Baptism barrier to Catholic school places to go by next year
CATHOLIC schools in the Republic are to be prohibited from refusing children places based on religion from next year.
The Dáil this week removed the `baptism barrier', which means schools can no longer use religion as a criterion for prioritising entry.
It has allowed schools under Church control to give priority admissions to young people baptised in their faith.
Education minister Richard Bruton announced the change last year.
It will only affect Catholic schools from giving priority to baptised children in cases where they are over-subscribed.
Other minority faiths, including the Church of Ireland, may continue the practice to protect ethos.

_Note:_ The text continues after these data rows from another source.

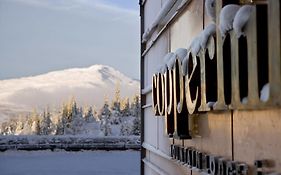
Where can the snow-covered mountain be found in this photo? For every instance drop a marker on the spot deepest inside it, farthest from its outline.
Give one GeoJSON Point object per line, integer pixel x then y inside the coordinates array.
{"type": "Point", "coordinates": [89, 86]}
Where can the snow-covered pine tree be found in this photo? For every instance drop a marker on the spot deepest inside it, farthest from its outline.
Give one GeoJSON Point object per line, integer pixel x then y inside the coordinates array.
{"type": "Point", "coordinates": [136, 113]}
{"type": "Point", "coordinates": [45, 123]}
{"type": "Point", "coordinates": [89, 116]}
{"type": "Point", "coordinates": [105, 119]}
{"type": "Point", "coordinates": [35, 126]}
{"type": "Point", "coordinates": [77, 120]}
{"type": "Point", "coordinates": [125, 107]}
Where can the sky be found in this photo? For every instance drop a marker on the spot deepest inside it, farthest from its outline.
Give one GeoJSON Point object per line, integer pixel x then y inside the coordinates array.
{"type": "Point", "coordinates": [39, 36]}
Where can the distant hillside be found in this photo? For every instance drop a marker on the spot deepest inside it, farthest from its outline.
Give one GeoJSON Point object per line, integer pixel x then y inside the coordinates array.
{"type": "Point", "coordinates": [89, 86]}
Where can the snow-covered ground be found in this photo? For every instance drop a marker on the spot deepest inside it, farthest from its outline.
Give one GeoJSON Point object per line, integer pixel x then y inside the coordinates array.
{"type": "Point", "coordinates": [70, 163]}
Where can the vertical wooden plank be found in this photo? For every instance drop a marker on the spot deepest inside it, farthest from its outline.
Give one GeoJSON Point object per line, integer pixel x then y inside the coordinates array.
{"type": "Point", "coordinates": [251, 33]}
{"type": "Point", "coordinates": [274, 51]}
{"type": "Point", "coordinates": [257, 137]}
{"type": "Point", "coordinates": [235, 93]}
{"type": "Point", "coordinates": [220, 105]}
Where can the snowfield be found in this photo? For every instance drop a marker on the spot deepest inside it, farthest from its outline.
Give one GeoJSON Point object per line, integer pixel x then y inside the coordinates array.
{"type": "Point", "coordinates": [70, 143]}
{"type": "Point", "coordinates": [70, 163]}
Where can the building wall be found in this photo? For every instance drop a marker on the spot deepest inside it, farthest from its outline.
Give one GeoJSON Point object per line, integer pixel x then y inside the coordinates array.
{"type": "Point", "coordinates": [239, 135]}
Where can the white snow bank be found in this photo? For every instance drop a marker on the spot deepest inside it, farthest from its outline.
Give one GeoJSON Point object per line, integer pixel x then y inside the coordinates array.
{"type": "Point", "coordinates": [181, 53]}
{"type": "Point", "coordinates": [167, 57]}
{"type": "Point", "coordinates": [206, 33]}
{"type": "Point", "coordinates": [241, 18]}
{"type": "Point", "coordinates": [185, 65]}
{"type": "Point", "coordinates": [265, 93]}
{"type": "Point", "coordinates": [171, 61]}
{"type": "Point", "coordinates": [210, 6]}
{"type": "Point", "coordinates": [211, 104]}
{"type": "Point", "coordinates": [162, 13]}
{"type": "Point", "coordinates": [70, 163]}
{"type": "Point", "coordinates": [245, 100]}
{"type": "Point", "coordinates": [227, 15]}
{"type": "Point", "coordinates": [195, 46]}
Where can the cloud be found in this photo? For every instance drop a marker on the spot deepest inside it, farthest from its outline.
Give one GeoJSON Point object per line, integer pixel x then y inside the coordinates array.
{"type": "Point", "coordinates": [79, 5]}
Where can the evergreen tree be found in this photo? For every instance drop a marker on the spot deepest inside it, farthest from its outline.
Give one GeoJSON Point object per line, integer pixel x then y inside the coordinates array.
{"type": "Point", "coordinates": [45, 124]}
{"type": "Point", "coordinates": [136, 113]}
{"type": "Point", "coordinates": [105, 119]}
{"type": "Point", "coordinates": [115, 105]}
{"type": "Point", "coordinates": [125, 107]}
{"type": "Point", "coordinates": [89, 116]}
{"type": "Point", "coordinates": [78, 121]}
{"type": "Point", "coordinates": [35, 126]}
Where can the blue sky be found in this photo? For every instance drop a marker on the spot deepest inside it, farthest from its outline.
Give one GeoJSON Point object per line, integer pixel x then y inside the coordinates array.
{"type": "Point", "coordinates": [39, 36]}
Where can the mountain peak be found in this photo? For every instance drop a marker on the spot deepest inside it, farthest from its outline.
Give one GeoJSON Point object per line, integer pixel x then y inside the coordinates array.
{"type": "Point", "coordinates": [88, 85]}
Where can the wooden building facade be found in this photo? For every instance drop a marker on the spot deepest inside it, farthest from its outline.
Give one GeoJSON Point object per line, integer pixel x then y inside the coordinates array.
{"type": "Point", "coordinates": [211, 96]}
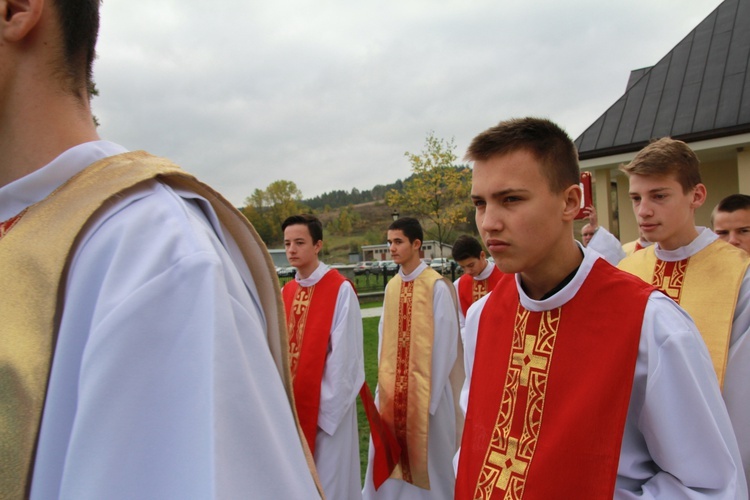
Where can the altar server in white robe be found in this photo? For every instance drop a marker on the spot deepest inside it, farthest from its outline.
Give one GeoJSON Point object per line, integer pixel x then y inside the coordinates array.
{"type": "Point", "coordinates": [709, 278]}
{"type": "Point", "coordinates": [327, 301]}
{"type": "Point", "coordinates": [441, 406]}
{"type": "Point", "coordinates": [165, 379]}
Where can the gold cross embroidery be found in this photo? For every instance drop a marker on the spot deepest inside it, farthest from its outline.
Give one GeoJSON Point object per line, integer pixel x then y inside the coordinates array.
{"type": "Point", "coordinates": [527, 360]}
{"type": "Point", "coordinates": [509, 463]}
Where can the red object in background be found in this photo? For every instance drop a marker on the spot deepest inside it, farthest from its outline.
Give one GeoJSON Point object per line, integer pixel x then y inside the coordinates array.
{"type": "Point", "coordinates": [588, 197]}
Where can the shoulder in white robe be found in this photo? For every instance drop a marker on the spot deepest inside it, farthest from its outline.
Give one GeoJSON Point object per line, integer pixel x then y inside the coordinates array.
{"type": "Point", "coordinates": [736, 389]}
{"type": "Point", "coordinates": [607, 245]}
{"type": "Point", "coordinates": [162, 382]}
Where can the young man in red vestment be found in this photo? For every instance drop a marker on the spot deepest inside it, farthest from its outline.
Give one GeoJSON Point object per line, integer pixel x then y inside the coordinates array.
{"type": "Point", "coordinates": [325, 353]}
{"type": "Point", "coordinates": [560, 402]}
{"type": "Point", "coordinates": [419, 374]}
{"type": "Point", "coordinates": [731, 220]}
{"type": "Point", "coordinates": [479, 278]}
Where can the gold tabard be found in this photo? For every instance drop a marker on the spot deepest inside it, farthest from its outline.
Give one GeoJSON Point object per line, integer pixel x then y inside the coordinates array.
{"type": "Point", "coordinates": [404, 371]}
{"type": "Point", "coordinates": [706, 285]}
{"type": "Point", "coordinates": [34, 257]}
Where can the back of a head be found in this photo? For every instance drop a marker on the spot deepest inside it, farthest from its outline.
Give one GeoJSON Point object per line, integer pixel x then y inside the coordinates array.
{"type": "Point", "coordinates": [79, 26]}
{"type": "Point", "coordinates": [411, 228]}
{"type": "Point", "coordinates": [731, 203]}
{"type": "Point", "coordinates": [667, 157]}
{"type": "Point", "coordinates": [466, 247]}
{"type": "Point", "coordinates": [549, 143]}
{"type": "Point", "coordinates": [313, 225]}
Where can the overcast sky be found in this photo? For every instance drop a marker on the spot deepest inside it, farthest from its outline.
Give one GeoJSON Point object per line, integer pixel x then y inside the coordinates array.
{"type": "Point", "coordinates": [331, 93]}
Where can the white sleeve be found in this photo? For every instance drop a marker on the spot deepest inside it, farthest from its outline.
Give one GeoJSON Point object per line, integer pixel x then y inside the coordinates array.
{"type": "Point", "coordinates": [605, 243]}
{"type": "Point", "coordinates": [163, 385]}
{"type": "Point", "coordinates": [344, 371]}
{"type": "Point", "coordinates": [737, 377]}
{"type": "Point", "coordinates": [444, 343]}
{"type": "Point", "coordinates": [678, 440]}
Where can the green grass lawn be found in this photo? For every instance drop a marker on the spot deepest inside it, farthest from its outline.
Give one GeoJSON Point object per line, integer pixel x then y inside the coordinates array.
{"type": "Point", "coordinates": [370, 329]}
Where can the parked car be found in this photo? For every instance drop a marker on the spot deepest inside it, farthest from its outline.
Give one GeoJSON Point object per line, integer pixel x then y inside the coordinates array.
{"type": "Point", "coordinates": [441, 265]}
{"type": "Point", "coordinates": [286, 272]}
{"type": "Point", "coordinates": [384, 265]}
{"type": "Point", "coordinates": [364, 267]}
{"type": "Point", "coordinates": [391, 266]}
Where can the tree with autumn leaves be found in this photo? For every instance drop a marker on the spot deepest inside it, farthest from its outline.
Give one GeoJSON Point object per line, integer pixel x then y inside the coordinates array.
{"type": "Point", "coordinates": [267, 208]}
{"type": "Point", "coordinates": [439, 191]}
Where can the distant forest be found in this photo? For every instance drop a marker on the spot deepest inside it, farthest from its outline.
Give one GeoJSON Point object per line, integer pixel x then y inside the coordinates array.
{"type": "Point", "coordinates": [341, 198]}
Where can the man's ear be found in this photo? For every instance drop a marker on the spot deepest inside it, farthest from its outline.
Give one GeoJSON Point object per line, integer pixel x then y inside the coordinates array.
{"type": "Point", "coordinates": [19, 17]}
{"type": "Point", "coordinates": [699, 196]}
{"type": "Point", "coordinates": [572, 201]}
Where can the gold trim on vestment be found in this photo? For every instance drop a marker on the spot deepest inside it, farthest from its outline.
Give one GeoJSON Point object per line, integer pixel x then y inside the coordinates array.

Catholic groups warned that the change would create major constitutional problems and open the government to legal challenges from parents and religious bodies.
It will affect hundreds of Catholic schools, mainly in Dublin and other cities, where demand far exceeds the number of places.
In practice, the barrier has seen non-baptised children living near a school miss out in favour of baptised children leaving much further away.
April Duff, chair of the Education Equality campaign group, said parents would now be able to enjoy the right to freely choose and practise their own beliefs without the fear of being refused a school place as a result.
It has been reported that the School Admissions Bill will go to the Seanad on June 13 and, following its passage there, Mr Bruton will then pursue early implementation.
Awarding priority based on faith remains uncommon in the north.
Downey House and Fullerton House, preparatory departments of Methodist College Belfast, are among the only schools that have such an admissions criterion.